Standards for Indoor Pesticide Applications Receive Priority
Over the past two decades, the BPC has repeatedly considered, but failed to meaningfully tackle, the lack of notification procedures for indoor pesticide applications in rental premises or commercial and public buildings and reasonable measures to ensure the safety of tenants and the public. In two years of rulemaking procedures that led to pesticide drift regulations in 1987, many witnesses expressed concerns that people were more likely to be exposed to pesticides from unregulated indoor applications than outdoor drift. According to a January 30, 2002, staff memo, “the Board members at the time agreed and promised to explore the indoor issues once they completed work on Chapter 22.”

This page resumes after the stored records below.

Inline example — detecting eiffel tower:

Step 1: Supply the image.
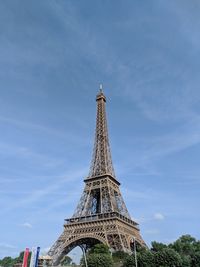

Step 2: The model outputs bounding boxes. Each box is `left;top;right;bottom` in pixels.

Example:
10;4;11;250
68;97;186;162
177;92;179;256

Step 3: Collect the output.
48;87;146;265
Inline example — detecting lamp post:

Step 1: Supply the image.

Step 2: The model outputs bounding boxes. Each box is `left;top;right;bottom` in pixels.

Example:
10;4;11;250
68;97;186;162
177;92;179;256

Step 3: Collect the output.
80;245;88;267
133;237;138;267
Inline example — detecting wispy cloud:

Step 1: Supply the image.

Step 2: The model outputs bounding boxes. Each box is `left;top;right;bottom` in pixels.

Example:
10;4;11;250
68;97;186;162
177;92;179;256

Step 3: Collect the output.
20;222;33;229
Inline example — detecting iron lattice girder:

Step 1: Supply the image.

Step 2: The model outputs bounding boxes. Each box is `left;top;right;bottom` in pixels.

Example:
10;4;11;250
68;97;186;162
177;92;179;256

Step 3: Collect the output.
48;91;146;265
89;92;115;177
49;212;145;265
73;175;130;219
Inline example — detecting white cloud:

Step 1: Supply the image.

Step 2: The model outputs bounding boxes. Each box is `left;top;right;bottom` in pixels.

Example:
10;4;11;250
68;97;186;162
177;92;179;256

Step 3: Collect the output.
145;229;160;235
0;243;16;249
20;222;33;228
154;213;165;221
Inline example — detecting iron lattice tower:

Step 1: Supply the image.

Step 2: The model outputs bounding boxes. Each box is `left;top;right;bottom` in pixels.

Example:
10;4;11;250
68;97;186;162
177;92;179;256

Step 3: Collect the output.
49;89;146;265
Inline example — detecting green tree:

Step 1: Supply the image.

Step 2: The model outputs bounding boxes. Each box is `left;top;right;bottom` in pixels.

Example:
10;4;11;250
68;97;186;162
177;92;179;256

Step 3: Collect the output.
81;244;113;267
154;248;182;267
87;253;113;267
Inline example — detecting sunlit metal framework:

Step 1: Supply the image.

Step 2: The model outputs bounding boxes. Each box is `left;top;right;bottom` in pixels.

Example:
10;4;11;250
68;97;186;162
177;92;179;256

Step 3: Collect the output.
49;90;146;265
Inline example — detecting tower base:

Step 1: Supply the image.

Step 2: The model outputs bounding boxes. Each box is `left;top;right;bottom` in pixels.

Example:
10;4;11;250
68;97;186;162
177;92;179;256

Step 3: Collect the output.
48;212;146;265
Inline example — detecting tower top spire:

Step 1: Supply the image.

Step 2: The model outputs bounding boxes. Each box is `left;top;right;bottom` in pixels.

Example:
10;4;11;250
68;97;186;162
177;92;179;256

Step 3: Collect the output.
96;84;106;102
88;87;115;178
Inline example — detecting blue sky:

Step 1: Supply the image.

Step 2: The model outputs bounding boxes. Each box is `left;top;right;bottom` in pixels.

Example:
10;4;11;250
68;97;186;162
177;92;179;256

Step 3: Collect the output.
0;0;200;264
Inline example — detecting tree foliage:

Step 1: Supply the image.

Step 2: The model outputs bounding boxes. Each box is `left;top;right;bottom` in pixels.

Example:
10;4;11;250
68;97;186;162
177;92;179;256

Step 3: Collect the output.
81;244;113;267
123;235;200;267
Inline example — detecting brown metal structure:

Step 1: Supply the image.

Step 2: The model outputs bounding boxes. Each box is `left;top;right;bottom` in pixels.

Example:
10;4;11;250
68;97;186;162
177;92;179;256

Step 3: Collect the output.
49;89;146;265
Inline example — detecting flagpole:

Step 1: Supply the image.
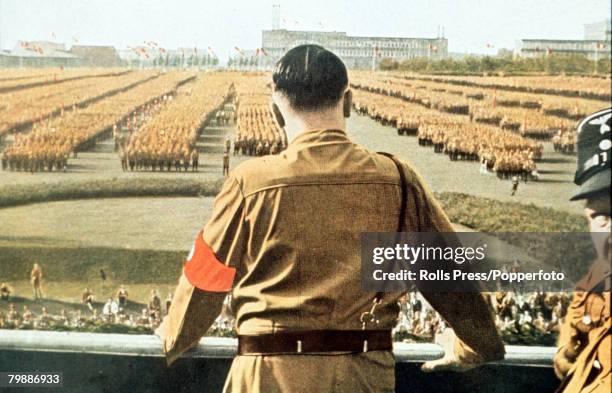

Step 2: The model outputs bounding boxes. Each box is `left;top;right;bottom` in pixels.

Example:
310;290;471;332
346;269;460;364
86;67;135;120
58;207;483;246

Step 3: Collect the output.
593;42;599;75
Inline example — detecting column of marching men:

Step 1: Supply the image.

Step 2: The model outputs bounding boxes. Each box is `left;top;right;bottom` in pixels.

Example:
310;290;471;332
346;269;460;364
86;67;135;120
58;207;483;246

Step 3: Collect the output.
118;73;233;172
0;72;196;172
354;90;543;180
234;76;287;156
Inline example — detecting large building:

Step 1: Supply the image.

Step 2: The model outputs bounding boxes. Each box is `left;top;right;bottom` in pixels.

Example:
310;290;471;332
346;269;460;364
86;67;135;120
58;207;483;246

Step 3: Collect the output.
0;41;124;67
515;19;611;60
261;29;448;69
70;45;123;67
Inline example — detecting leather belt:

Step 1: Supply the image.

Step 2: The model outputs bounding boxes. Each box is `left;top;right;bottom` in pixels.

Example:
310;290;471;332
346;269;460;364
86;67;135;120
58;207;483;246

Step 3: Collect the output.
238;330;393;355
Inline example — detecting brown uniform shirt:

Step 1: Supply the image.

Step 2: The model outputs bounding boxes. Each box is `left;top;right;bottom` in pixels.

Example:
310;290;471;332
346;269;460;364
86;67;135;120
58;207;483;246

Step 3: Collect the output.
166;130;503;392
557;261;612;393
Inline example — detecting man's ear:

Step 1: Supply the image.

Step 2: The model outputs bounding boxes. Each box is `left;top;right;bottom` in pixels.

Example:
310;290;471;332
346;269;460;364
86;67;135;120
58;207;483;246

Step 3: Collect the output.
272;102;285;128
342;90;353;119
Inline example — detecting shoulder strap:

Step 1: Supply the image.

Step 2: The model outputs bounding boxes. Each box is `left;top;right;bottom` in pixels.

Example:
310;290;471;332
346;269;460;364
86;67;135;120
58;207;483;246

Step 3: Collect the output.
378;152;408;232
374;152;408;303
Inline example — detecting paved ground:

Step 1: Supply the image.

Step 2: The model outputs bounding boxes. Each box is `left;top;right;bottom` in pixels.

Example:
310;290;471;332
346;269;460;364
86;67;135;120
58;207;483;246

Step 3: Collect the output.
0;122;249;187
348;110;581;213
0;114;581;213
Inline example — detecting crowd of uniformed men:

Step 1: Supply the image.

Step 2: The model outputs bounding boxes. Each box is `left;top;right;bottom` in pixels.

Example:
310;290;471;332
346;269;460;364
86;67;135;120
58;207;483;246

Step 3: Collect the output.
0;276;570;343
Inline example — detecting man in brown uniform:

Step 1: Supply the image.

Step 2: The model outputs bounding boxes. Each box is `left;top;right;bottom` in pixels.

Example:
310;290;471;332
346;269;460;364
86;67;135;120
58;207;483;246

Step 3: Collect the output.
157;45;504;393
555;109;612;393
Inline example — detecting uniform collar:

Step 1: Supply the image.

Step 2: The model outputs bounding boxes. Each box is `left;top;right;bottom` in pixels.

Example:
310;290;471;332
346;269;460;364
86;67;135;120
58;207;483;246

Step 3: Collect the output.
287;130;350;150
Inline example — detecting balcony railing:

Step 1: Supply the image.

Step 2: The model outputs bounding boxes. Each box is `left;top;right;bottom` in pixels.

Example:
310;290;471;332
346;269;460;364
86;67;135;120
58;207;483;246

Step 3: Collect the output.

Other states have adopted regulations on indoor use, and in 1990, the staff presented the board with a draft regulation setting standards for indoor application, but it was never enacted. A number of egregious instances have come to the board’s attention in enforcement proceedings, underscoring the need for protecting the public through tougher regulations. In one instance, an unlicensed landlord applied an illegal pesticide with a “Supersoaker” watergun inside a pregnant woman’s apartment. This instance was ripe for enforcement, because the applicator was unlicensed; however, Maine does not require that landlords notify or obtain consent of their tenants before applying pesticides to apartments.
In 1999, the board convened a Pesticide Indoor Use Advisory Committee to revisit this issue. The committee, which included only a minority of “environmental” members and included representatives of the restaurant and rental real estate industries, developed a consensus recommendation of regulation requiring a logo on rental and commercial establishments, advising tenants and visitors that pesticides are used and giving contact numbers for further information. The board did not follow up on the proposal, despite the substantial time commitment from the advisory committee.
On June 13, 2003, this item reappeared on the BPC’s planning agenda, this time ranked first in a ballot taken of board members on “discretionary tasks” that it should undertake “for future action as time permits.” The item’s high ranking, garnering 15 votes, more than three times any other item, was perhaps provoked by another enforcement action in May against a Bangor landlord for applying insect foggers at three times the legal rate while an apartment was still occupied, sending two tenants to Eastern Maine Medical Center. (see The MOF&G, June-Aug. 2003.)
Bob Batteese, executive director of the BPC, noted that the resources addressed to Mary Ellen Valentine’s critical pesticide control area application and a consensus rulemaking process (see above) “may supersede” developing indoor regulations soon.